February 11, 2005


Researchers using computer analysis have traced the origin of the famed Hope Diamond, concluding that it was cut from a larger stone that was once part of the crown jewels of France.

A French connection had been suspected for the Hope, but the new study shows just how it would have fit inside the larger French Blue Diamond and how that gem was cut, Smithsonian gem curator Jeffrey Post explained.

The deep blue Hope Diamond, centerpiece of the gem collection at the Smithsonian's National Museum of Natural History in Washington, is famed for its claimed history of bad luck for its owners. It's been good fortune for the museum, though, drawing millions of visitors.

Post said the new analysis took a year, with researchers using sketches from pre-Revolutionary France, scientific studies of the French crown jewels and computer models.

"This new Hope Diamond research would not have been possible 10 years ago," said Post. "What is exciting is that we are constantly learning ... about our collections as we apply new high-tech research methods. Even the Hope Diamond is grudgingly giving up some of its secrets."

The research helps confirm the Hope Diamond as originating with a 115-carat stone found in India in 1668. That stone was sold to King Louis XIV of France, who had it cut into the 69-carat French Blue. The French Blue was stolen during the French Revolution.

A little more than 20 years later, after the statute of limitations expired, a large blue diamond was quietly put up for sale in London, and eventually Henry Philip Hope purchased it.

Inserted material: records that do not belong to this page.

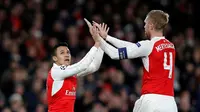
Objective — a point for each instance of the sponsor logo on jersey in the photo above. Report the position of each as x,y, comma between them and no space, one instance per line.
164,46
70,93
62,67
138,44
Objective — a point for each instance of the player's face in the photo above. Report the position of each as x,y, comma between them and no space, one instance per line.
147,27
63,56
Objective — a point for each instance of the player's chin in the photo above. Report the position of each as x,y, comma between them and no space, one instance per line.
66,63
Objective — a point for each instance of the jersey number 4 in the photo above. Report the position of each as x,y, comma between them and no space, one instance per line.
168,67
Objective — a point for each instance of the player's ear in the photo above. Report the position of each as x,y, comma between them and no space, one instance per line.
151,26
55,58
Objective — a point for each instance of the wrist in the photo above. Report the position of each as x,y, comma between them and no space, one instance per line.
97,44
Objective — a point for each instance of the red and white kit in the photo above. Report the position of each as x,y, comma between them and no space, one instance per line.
158,57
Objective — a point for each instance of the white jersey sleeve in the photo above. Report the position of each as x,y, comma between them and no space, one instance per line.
94,66
62,72
127,50
117,42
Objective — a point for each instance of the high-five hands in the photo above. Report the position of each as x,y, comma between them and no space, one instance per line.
93,30
103,29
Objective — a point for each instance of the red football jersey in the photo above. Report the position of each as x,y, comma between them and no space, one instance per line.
61,94
158,77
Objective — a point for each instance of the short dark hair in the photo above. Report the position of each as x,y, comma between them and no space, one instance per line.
159,18
53,52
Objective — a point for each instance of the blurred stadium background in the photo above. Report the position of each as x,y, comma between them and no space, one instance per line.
30,28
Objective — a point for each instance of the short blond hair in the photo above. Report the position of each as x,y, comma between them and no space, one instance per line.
158,18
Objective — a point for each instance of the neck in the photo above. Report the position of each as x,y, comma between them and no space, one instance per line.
57,63
156,34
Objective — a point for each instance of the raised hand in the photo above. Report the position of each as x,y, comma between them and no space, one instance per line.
103,29
89,25
95,33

Finally donated to the Smithsonian by jeweler Harry Winston, the now 45.52-carat stone is the world's largest blue diamond.

While the French Blue no longer exists, Post said the sketches of it from France were quite detailed, allowing a computer model of that stone.

In 1700, French scientists had also studied several stones from the royal collection, determining their specific gravity and other details.

Their analysis of other stones that still exist was quite accurate, Post said in a telephone interview, so the researchers felt the data on the French Blue was also probably accurate.

After using the sketches and analysis to make the computer model of the French Blue, and at the same time measuring the Hope Diamond and entering that data into the computer, the researchers "virtually placed the Hope back inside the French Blue," Post said.

"It turns out it actually fits perfectly in only one way, but at that orientation, when you saw how it fit, you could see why it was cut the way it is," Post said. "They cut the corners off the French Blue, changed slightly the angle of the bottom facets, and that produced the Hope Diamond."

- Associated Press

In Brief

Mouse allergen in homes

A quarter of Baltimore inner-city homes sampled for an air quality study showed as much airborne mouse allergen - which can trigger asthma attacks - as university research labs that use mice, a study shows.

Dust mites, pollen, mold and allergens from cockroaches and mice are all known to trigger asthma, a disease that afflicts 15 million people in the United States. Although airborne mouse allergen in university research labs has been studied and is often monitored, no one had ever measured airborne mouse allergens in homes, said Dr. Elizabeth Matsui, a pediatric allergist at the Johns Hopkins Children's Center.

In a study published this month, Matsui found that air samples taken last year from 58 homes of city school students with asthma showed mouse allergen levels comparable to those found in labs. The findings show the importance of using exterminators, sealing cracks in walls and educating families to clean up food remains, she said.

Stem cells for hearts

Special stem cells tucked into the hearts of newborns are capable of maturing into healthy tissue that may be used to correct a wide range of heart defects, according to research reported in yesterday's edition of the journal Nature.

The stem cells, identified in tissue discarded after infant surgery, are already programmed to become heart muscle, unlike stem cells from human embryos that may develop into any tissue. The discovery may allow doctors to cultivate millions of the cells by growing them with other heart tissues.

Children with heart disease and congenital birth defects currently are treated with devices like heart valves, tissue grafts and animal products. The findings may mean infant heart patients, too, might one day be treated with tissue created from their own stem cells, according to researchers at the University of California at San Diego.

Warming up the world

Last year was the fourth-warmest year in recorded history, continuing a 30-year global warming trend, and 2005 could be the hottest ever, according to an annual NASA study of surface temperatures.